SQA AH project8 marksExplain what the Advanced Higher Economics project requires a candidate to demonstrate.
Show worked answer →

An overview question. The project is an independent research report on a current economic issue of the candidate's choosing, worth 40 marks and externally marked by the SQA.

It requires the candidate to: select an appropriate economic issue and set a focused aim or hypothesis; plan and carry out a programme of research using primary and secondary sources; organise, present and analyse the evidence (including data handling); apply relevant economic theory; reference sources properly; reach a conclusion supported by the evidence; and critically evaluate the research process. Because it is worth 40 of the 120 marks, it carries a third of the whole award and assesses the Researching an Economic Issue area in depth.
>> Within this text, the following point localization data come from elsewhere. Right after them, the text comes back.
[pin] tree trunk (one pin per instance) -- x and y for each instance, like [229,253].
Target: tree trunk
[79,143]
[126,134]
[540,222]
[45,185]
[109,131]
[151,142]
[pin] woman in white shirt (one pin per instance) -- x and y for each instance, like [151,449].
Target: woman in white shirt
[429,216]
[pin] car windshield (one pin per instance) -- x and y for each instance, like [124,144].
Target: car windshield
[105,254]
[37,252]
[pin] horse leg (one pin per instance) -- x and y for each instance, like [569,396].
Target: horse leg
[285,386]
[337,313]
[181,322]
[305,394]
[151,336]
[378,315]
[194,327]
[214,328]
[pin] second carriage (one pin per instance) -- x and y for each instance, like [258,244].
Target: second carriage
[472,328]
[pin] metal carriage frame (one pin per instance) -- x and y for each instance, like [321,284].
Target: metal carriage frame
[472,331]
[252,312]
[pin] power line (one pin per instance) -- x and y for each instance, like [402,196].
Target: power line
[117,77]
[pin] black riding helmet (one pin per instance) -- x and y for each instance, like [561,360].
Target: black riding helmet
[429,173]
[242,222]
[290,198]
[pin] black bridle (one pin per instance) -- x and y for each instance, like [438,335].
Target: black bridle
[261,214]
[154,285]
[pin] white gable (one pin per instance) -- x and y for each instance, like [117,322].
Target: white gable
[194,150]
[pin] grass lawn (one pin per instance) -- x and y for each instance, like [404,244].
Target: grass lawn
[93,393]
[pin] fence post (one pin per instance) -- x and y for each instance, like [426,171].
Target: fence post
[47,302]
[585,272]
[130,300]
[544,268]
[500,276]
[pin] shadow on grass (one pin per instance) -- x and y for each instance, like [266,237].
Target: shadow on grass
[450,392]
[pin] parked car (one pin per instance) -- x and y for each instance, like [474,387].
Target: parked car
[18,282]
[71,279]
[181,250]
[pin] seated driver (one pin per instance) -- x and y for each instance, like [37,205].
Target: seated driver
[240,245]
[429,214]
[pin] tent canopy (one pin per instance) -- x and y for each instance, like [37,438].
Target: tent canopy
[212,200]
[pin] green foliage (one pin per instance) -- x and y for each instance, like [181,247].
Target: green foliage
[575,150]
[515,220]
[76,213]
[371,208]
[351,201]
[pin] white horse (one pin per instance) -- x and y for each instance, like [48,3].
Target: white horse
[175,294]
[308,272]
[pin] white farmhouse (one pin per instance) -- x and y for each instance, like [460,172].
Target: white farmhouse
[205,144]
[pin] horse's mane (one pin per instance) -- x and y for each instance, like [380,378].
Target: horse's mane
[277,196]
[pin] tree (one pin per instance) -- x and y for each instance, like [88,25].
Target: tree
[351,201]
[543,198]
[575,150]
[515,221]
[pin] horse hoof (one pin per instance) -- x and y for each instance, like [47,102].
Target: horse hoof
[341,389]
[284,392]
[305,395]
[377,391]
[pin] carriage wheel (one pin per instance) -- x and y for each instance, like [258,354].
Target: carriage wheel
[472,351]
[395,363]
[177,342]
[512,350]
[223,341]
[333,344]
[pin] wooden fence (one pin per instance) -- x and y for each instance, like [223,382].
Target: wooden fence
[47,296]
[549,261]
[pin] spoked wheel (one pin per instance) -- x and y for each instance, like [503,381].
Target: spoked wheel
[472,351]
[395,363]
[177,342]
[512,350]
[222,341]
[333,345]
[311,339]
SQA AH project6 marksDescribe two features that distinguish a strong project from a weak one.
Show worked answer →

A quality question.

First, a strong project is built around a clear, focused aim and reaches a conclusion that genuinely answers it, supported by the evidence, rather than drifting across a broad topic without a verdict. Second, it uses well-referenced primary and secondary evidence and applies economic theory accurately to analyse it, rather than just describing or listing data. You could add that it critically evaluates its own research process, acknowledging the limitations of the data and methods. Two developed features earn full marks.